A study conducted by Onepoll.com has revealed that consumers are taking a more ethical and environmentally conscious approach to the Christmas period. More people are rejecting the consumerism that typically comes with Christmas, as people are opting for environmentally wrapping and presents.
Poll results revealed that more than half the survey’s participants want to look after the planet for the future generations – over two thirds of people said they would consider buying gifts for people that had positive social and environmental impacts.
Four out of ten people said they will be using recyclable wrapping paper, and some admitted to not using gift wrap at all.
It is also thought that just under one in ten will be having a vegan Christmas meal this year, reflecting on the awareness of plant-based food and the increase in people following a vegan diet.
Veganism crops up again in people’s buying habits – people said that they would be buying bath and shower products that are vegan and bee-friendly, proving that the growth of veganism is still happening.
But one fifth of the 2000 people surveyed said that they will be planning a plastic-free Christmas, to help significantly reduce their environmental impact at the busiest, and often most wasteful time of year.
Peter Holbrook, chief executive at Social Enterprise UK commented on the change in consumer attitudes: “it is great that brits are really thinking about the impact of their spending decisions.
“We have seen a real shift in consumer attitudes towards buying ethically, with shoppers recognising their power to make a different to the world through how they spend their money.
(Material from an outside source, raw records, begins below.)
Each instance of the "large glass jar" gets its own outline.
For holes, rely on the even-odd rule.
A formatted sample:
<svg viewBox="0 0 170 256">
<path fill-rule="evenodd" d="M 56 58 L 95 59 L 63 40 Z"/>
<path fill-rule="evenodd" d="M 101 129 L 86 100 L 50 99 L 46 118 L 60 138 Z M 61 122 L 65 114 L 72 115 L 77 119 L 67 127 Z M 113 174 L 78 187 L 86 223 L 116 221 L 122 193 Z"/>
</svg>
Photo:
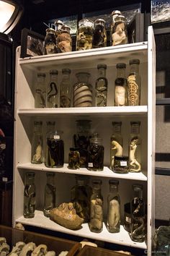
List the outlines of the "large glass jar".
<svg viewBox="0 0 170 256">
<path fill-rule="evenodd" d="M 119 181 L 110 179 L 109 193 L 107 197 L 107 228 L 110 233 L 120 232 L 120 198 L 118 192 Z"/>
<path fill-rule="evenodd" d="M 115 155 L 122 155 L 122 121 L 112 121 L 112 127 L 113 133 L 110 137 L 110 169 L 113 171 Z"/>
<path fill-rule="evenodd" d="M 27 172 L 25 175 L 24 191 L 24 217 L 34 218 L 35 210 L 35 173 Z"/>
<path fill-rule="evenodd" d="M 90 139 L 90 145 L 88 148 L 88 170 L 103 171 L 104 152 L 102 140 L 97 133 L 94 133 Z"/>
<path fill-rule="evenodd" d="M 53 28 L 46 29 L 46 35 L 44 40 L 44 54 L 53 54 L 57 53 L 56 35 Z"/>
<path fill-rule="evenodd" d="M 133 184 L 133 198 L 131 201 L 130 237 L 135 242 L 144 242 L 146 235 L 145 202 L 143 198 L 143 185 Z"/>
<path fill-rule="evenodd" d="M 117 63 L 117 77 L 115 81 L 115 106 L 126 106 L 128 104 L 127 79 L 125 78 L 125 63 Z"/>
<path fill-rule="evenodd" d="M 71 85 L 70 81 L 71 69 L 62 69 L 63 78 L 60 84 L 61 108 L 70 108 L 71 98 Z"/>
<path fill-rule="evenodd" d="M 56 69 L 50 70 L 50 82 L 47 88 L 47 108 L 58 108 L 60 106 L 60 89 L 58 83 L 58 74 Z"/>
<path fill-rule="evenodd" d="M 105 29 L 105 20 L 97 19 L 94 21 L 93 33 L 93 48 L 107 46 L 107 33 Z"/>
<path fill-rule="evenodd" d="M 46 101 L 45 74 L 38 72 L 35 92 L 35 108 L 45 108 Z"/>
<path fill-rule="evenodd" d="M 90 199 L 89 229 L 91 232 L 100 233 L 103 229 L 103 197 L 101 194 L 102 181 L 92 181 L 92 195 Z"/>
<path fill-rule="evenodd" d="M 50 210 L 55 207 L 56 187 L 55 184 L 55 173 L 47 172 L 47 183 L 45 187 L 44 215 L 50 217 Z"/>
<path fill-rule="evenodd" d="M 140 60 L 131 59 L 130 73 L 128 77 L 128 95 L 129 106 L 139 106 L 140 104 L 140 84 L 141 77 L 139 74 Z"/>
<path fill-rule="evenodd" d="M 86 18 L 79 22 L 76 51 L 92 48 L 94 22 Z"/>
<path fill-rule="evenodd" d="M 90 74 L 88 72 L 79 72 L 76 74 L 76 77 L 78 79 L 78 82 L 73 86 L 73 106 L 92 106 L 92 86 L 89 82 Z"/>
<path fill-rule="evenodd" d="M 98 78 L 95 84 L 95 106 L 106 106 L 107 102 L 107 85 L 106 64 L 98 64 Z"/>
<path fill-rule="evenodd" d="M 34 133 L 31 145 L 31 163 L 42 163 L 43 152 L 43 137 L 41 121 L 34 122 Z"/>
<path fill-rule="evenodd" d="M 66 25 L 61 27 L 56 41 L 58 53 L 66 53 L 72 51 L 72 39 L 70 30 L 71 28 Z"/>
<path fill-rule="evenodd" d="M 80 153 L 80 167 L 87 167 L 88 163 L 88 147 L 90 139 L 91 129 L 90 120 L 77 120 L 76 121 L 76 135 L 73 135 L 74 147 L 76 147 Z"/>
<path fill-rule="evenodd" d="M 141 144 L 140 136 L 140 121 L 130 121 L 130 136 L 129 140 L 129 171 L 141 171 Z"/>
<path fill-rule="evenodd" d="M 115 18 L 115 24 L 112 27 L 111 36 L 112 46 L 128 43 L 128 32 L 125 16 L 117 15 Z"/>
<path fill-rule="evenodd" d="M 76 214 L 84 218 L 84 223 L 90 221 L 90 197 L 92 189 L 89 185 L 89 178 L 76 175 L 76 185 L 71 189 L 71 200 Z"/>
</svg>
“The good news is that there are thousands of social enterprises out there offering resents with purpose, helping people to do more for the environment and others with the gifts that they give this Christmas.”
Some people are asking for their children not to be gifted plastic toys, with one third of parents believing that their children have enough plastic toys.
Overall, four out of five brits surveyed felt that Christmas was over-commercialised, with Holbrook commenting that something valuable is being lost as it continues to be a profit-driven festivity.